Когда он вставил зубы, в одной из центральных газет, в «Правде» или «Известиях» появился фельетон «Золотые зубы»[1106]
.Дальше речь идет о заграничном костюме и туфлях в тон ему. Если вновь обратиться к обстоятельствам биографии Б. Е. Этингофа, вспомним, что в начале 1929 г. он вернулся из Трапезунда, где провел четыре года в качестве консула (ил. 58). Очевидно, что в соответствии со своим статусом он должен был неплохо одеваться и в начале 1930 г. наверняка выделялся качеством одежды в писательской среде и даже среди чиновников Наркомпроса. Тем самым он выглядел как иностранец и реально только что вернулся из-за границы. Первоклассный, «невиданный по длине фрак дивного покроя» упоминается на Воланде и в Варьете[1107]
. Примечательно, что такая деталь, как заграничный костюм, появляется и в пьесе «Адам и Ева»:Ефросимов худ, брит, в глазах туман, а в тумане свечки. Одет в великолепнейший костюм, так что сразу видно, что он недавно был в заграничной командировке <…>[1108]
.Здесь же можно отметить, что особый загар, о котором сообщает М. А. Булгаков, также мог некоторое время сохраняться у человека, четыре года прожившего на южном побережье Черного моря.
Затем упоминается особая трость с фигурным набалдашником в виде головы пуделя. В романе неоднократно возникает образ трости или шпаги Воланда, они оказываются взаимозаменяемыми[1109]
. Б. Е. Этингоф на протяжении всей жизни, в том числе и в старости, ходил с тростью, увенчанной головой орла. Сохранились фотографии этой трости и его самого с тростью (ил. 58, 60). Об этом же свидетельствуют многие родственники: Е. Б. Этингоф, М. Е. Этингоф, Г. А. Ельницкая. Так, М. Е. Этингоф вспоминает:его необыкновенный стиль ходьбы с палкой, но такой, что скорее ее надо назвать тростью, которую я запомнил на всю жизнь и подобной которой не видел больше нигде. Когда он шел, его рука опиралась на ручку – голову орла из светлого металла, а сама палка совершала сложное движение. При каждом шаге его рука уходила немного назад, а нижний конец палки немного подкидывался вперед. В этом было что-то великосветское, очень стильное, выпадающее из мрачноватой советской действительности[1110]
.Возраст Воланда, во-первых, совершенно конкретный, т. е. человеческий, а не дьявольский. Ему сорок с лишним лет. Б. Е. Этингоф родился в 1886 г., соответственно, в начале 1930-х годов ему должно было быть именно сорок с лишним, т. е. к 1930 г. ему было 44 года. Наконец, еврей Б. Е. Этингоф был чернобровым и почти брюнетом, к этому времени лысым, и лицо его было отчетливо асимметрично, что видно на многих фотографиях, нос его был крупным и горбатым.

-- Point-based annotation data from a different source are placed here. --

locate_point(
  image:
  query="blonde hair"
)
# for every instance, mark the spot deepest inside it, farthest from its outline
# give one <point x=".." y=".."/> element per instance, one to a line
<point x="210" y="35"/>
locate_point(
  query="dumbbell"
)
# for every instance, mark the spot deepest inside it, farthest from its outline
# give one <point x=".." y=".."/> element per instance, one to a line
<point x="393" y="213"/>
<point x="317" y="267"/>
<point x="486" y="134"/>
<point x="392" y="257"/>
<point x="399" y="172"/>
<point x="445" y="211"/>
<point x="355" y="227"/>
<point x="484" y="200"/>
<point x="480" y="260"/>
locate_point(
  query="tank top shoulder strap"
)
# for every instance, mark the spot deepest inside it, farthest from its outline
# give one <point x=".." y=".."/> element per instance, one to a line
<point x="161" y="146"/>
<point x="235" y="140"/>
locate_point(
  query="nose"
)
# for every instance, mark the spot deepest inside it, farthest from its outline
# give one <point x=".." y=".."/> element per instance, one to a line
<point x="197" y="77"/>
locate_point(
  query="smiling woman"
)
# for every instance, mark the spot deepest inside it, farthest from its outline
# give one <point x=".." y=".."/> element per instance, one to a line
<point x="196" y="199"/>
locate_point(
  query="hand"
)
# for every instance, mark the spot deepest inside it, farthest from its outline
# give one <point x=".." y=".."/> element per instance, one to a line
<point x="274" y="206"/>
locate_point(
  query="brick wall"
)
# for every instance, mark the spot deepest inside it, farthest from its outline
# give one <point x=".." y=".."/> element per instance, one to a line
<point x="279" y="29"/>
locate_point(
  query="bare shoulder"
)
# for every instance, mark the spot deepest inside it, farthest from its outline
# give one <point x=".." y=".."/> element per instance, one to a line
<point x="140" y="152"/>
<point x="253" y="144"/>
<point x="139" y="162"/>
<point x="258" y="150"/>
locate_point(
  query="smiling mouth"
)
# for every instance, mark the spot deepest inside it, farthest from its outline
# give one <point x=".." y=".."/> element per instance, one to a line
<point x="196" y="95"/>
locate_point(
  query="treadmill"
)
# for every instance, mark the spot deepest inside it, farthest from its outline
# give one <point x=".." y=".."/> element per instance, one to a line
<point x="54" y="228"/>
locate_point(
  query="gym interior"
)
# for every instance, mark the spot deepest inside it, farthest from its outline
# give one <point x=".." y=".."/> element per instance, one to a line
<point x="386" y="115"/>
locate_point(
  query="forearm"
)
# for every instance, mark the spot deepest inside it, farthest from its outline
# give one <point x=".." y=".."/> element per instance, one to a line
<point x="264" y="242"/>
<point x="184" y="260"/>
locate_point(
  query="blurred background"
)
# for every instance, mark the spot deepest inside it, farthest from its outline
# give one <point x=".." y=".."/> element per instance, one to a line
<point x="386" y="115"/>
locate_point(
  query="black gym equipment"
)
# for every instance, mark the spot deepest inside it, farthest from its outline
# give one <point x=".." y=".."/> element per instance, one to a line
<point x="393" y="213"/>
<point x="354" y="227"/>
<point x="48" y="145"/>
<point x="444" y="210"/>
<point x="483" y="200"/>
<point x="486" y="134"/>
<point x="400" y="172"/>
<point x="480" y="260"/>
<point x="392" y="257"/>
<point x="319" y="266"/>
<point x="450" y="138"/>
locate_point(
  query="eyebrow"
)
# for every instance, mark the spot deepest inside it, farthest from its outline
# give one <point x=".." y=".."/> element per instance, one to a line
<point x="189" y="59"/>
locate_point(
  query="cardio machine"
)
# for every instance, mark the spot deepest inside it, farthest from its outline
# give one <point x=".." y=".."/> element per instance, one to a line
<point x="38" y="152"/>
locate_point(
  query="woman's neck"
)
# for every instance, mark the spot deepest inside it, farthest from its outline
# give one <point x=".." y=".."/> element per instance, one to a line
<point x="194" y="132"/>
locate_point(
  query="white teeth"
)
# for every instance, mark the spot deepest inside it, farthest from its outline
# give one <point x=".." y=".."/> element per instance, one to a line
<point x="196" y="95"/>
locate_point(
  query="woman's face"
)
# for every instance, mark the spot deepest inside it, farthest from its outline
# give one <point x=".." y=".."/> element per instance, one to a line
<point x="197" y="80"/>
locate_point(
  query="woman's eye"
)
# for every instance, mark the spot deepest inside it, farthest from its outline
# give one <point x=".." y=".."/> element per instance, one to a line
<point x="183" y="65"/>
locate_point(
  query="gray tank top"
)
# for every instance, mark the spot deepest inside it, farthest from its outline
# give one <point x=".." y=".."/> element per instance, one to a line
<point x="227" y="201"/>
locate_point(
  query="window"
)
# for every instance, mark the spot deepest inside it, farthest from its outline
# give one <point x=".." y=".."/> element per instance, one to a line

Поза Воланда, сидящего на площадке дома Пашкова, как давно отметили исследователи, явственно или даже нарочито повторяет статую «Мефистофель» (1883 г.) работы А. А. Антокольского[1111]
. К тому же А. А. Антокольский придал Мефистофелю облик отчетливо семитского типа, и Б. Е. Этингоф был на него очень похож. Здесь стоит напомнить, что в юности в Петербурге Б. Е. Этингоф, выходец из Вильно, учился у скульптора И. Я. Гинцбурга, ученика А. А. Антокольского, и они оба были его земляками. Вполне возможно, что М. А. Булгаков был осведомлен и об этом.Тема «иностранца» повторяется на разные лады в той же первой сцене разговора Воланда с писателями на Патриарших прудах и впоследствии. Воланд предъявляет подозрительным Берлиозу и Бездомному свою иностранную визитную карточку. В архиве Е. Ф. Никитиной хранится пять визитных карточек Б. Е. Этингофа из Трапезунда с текстом по-французски. Там написано «B. E. Ettingoff. Consul Général», т. е. генеральный консул, что прямо соответствовало его должности в Турции (ил. 57). Не от этого ли титула был произведен «консуль-тант» и «консуль-тант с копытом»?